Porque o iatismo é difícil de ser compreendido? Em primeiro lugar a ação acontece longe das pessoas e por isso não se consegue ver nada. Para se ter algum tipo de entendimento, o melhor é que se acompanhe visto de cima. Ou dentro de um helicóptero ou por meio de um satélite. No caso do satélite acaba até sendo mais barato porque nós colocamos rastreadores com GPSs nos barcos. Assim conseguimos ter a “visão de cima”.
Se as regatas fossem todas apenas na direção do vento, a competição seria entediante, pois quem largasse na frente sempre venceria a competição. Por isso sempre se larga uma regata contra o vento e isso quer dizer que nenhum barco navegará em linha reta e sim em alguma trajetória angular. Isso implica que cada velejador terá que tomar a decisão se vai por um lado, por outro lado e em qual ângulo. Este é essencialmente um dos grandes desafios deste esporte.
Qualquer um que entenda isso consegue perceber a analogia que isso tem com o mundo dos negócios. Porque vou por um caminhou ou por outro caminho. Se imaginar a baía da Guanabara, se o vento está soprando sobre o Pão de Açúcar, isso significa que terá mais vento do lado esquerdo do que do lado direto da baía. Há também que considerar o fluxo da água, com correntes que deixariam um barco mais vagaroso do que pelo outro lado. O velejador tem sempre que considerar e fazer um balanço de todas as informações que ele tem a todo momento e em tempo real para tomar decisões específicas e sua estratégia. E ele tem que fazer isso com a velocidade de um corredor de 100 metros!
Esta introdução toda foi para mostrar para vocês porque considero velejar um esporte estratégico. Nós treinamos tendo o acompanhamento por cima, por meio de rastreamento por GPS. Baseado no posicionamento dos barcos, dados sobre o vento, como o vento está soprando ao longo do percurso da regata, sabemos a cada momento quem está em primeiro, segundo, terceiro, etc. algo que toda pessoa que assiste esta competição gostaria de ver, quem está ganhando, quem está perdendo… Temos muito mais informações, quão rápido está cada barco, que distância percorreram… a cada momento, ir para a esquerda ou direita, são decisões que permitirão aproveitar uma oportunidade para pegar um atalho. Com tudo isso agora podemos pegar todas estas informações e explicar as táticas e estratégias dos diferentes velejadores. Os velejadores se tornam mestres em tomar decisões e elaborar estratégias, tomando decisões muito rapidamente a todo minuto.
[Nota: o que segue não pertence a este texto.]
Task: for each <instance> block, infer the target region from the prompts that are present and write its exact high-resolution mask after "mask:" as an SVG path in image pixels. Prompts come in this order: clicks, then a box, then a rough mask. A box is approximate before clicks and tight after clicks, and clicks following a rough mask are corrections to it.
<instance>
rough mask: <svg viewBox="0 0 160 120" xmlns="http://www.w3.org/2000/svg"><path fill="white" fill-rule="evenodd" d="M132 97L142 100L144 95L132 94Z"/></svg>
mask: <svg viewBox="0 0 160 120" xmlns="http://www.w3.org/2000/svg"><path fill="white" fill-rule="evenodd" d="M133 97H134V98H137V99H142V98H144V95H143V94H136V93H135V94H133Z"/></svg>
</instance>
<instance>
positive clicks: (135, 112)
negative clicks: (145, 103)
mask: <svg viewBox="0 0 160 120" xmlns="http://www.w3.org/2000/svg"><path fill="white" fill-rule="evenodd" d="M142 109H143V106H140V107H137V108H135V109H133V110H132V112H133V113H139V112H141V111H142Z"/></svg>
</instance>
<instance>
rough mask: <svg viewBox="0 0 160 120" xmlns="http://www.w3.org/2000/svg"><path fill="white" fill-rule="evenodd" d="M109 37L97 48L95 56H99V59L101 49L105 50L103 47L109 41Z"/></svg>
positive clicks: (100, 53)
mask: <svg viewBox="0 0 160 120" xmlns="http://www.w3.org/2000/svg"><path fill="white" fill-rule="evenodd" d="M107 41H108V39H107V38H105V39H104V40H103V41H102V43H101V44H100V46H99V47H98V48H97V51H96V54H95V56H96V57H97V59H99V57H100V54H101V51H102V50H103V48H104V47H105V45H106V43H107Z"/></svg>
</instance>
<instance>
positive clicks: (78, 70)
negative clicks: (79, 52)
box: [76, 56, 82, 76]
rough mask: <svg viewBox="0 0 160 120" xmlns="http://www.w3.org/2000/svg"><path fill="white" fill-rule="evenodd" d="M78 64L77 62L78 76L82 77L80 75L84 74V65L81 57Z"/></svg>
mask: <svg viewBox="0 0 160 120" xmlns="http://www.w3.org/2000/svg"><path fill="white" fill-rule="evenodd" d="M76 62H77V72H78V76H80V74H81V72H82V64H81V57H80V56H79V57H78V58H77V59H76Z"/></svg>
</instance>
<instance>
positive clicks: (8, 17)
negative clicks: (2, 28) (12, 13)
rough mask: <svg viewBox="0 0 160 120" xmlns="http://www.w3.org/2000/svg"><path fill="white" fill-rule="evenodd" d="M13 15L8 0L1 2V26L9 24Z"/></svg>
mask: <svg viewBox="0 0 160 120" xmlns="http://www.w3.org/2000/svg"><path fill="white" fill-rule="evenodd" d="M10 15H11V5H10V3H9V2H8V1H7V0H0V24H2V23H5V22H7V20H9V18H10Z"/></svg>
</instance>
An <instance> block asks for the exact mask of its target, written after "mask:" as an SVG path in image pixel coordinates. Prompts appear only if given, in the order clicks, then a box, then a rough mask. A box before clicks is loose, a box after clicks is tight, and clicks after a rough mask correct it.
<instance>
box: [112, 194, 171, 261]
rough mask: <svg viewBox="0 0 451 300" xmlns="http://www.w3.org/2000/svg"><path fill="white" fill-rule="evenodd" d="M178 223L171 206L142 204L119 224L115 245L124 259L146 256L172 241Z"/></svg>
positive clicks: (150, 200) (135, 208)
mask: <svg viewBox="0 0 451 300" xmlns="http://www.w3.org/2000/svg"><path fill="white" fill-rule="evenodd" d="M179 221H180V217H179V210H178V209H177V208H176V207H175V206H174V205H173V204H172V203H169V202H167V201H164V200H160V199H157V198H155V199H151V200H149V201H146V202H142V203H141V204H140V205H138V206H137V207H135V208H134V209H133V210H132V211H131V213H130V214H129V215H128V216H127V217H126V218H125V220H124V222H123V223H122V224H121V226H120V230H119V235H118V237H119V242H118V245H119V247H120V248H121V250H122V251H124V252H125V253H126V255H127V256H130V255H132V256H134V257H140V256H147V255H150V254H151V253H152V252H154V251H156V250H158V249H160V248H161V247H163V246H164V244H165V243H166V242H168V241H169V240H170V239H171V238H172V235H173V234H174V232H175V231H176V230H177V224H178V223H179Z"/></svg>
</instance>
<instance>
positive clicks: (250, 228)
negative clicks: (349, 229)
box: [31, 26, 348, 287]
A ferramenta que nós utilizamos é o
SAP Sailing Analytics , uma solução SAP Hana Cloud que está disponível de forma pública por meio do site (cujo link está citado no começo deste parágrafo). É utilizado por inúmeros velejadores do mundo todo e recebe milhões de visitas, também usado por comentaristas para explicar o que está acontecendo em uma competição. O efeito disso e muito dramático. Imagine velejadores para os espectadores, é como se os competidores estivessem envoltos na escuridão e conseguimos acender a luz que permite ver tudo! Esta tecnologia é usada em eventos/competições e por nossa equipe para acelerar a aprendizagem.Há mais soluções para comentar, mas gostaria de abrir para perguntas.
Flavio Xandó: esta solução da SAP é utilizada principalmente em treinamentos ou ela também pode ser utilizada em uma competição?Marcus Baur: não pode ser usada pelos velejadores durante a competição, pois a regra determina que não pode haver nenhuma ajuda externa. O técnico não pode se comunicar com o(s) velejador(es) que estão no barco, sem contato por rádio de qualquer tipo. Sem auxílio eletrônico a bordo, somente a bússola magnética. Mas mesmo assim, após a regata, nós fazemos uma reunião para discussão (debriefing) na qual conversamos sobre fatos objetivos e dados obtidos capturados nas regatas. No passado havia “Gurus” que explicavam o que teria acontecido. E agora temos dados e fatos. Isso muda muito a forma de ver as regatas.
Marcus Baur: exatamente isto!
Jornalistas: os barcos são basicamente iguais em uma competição?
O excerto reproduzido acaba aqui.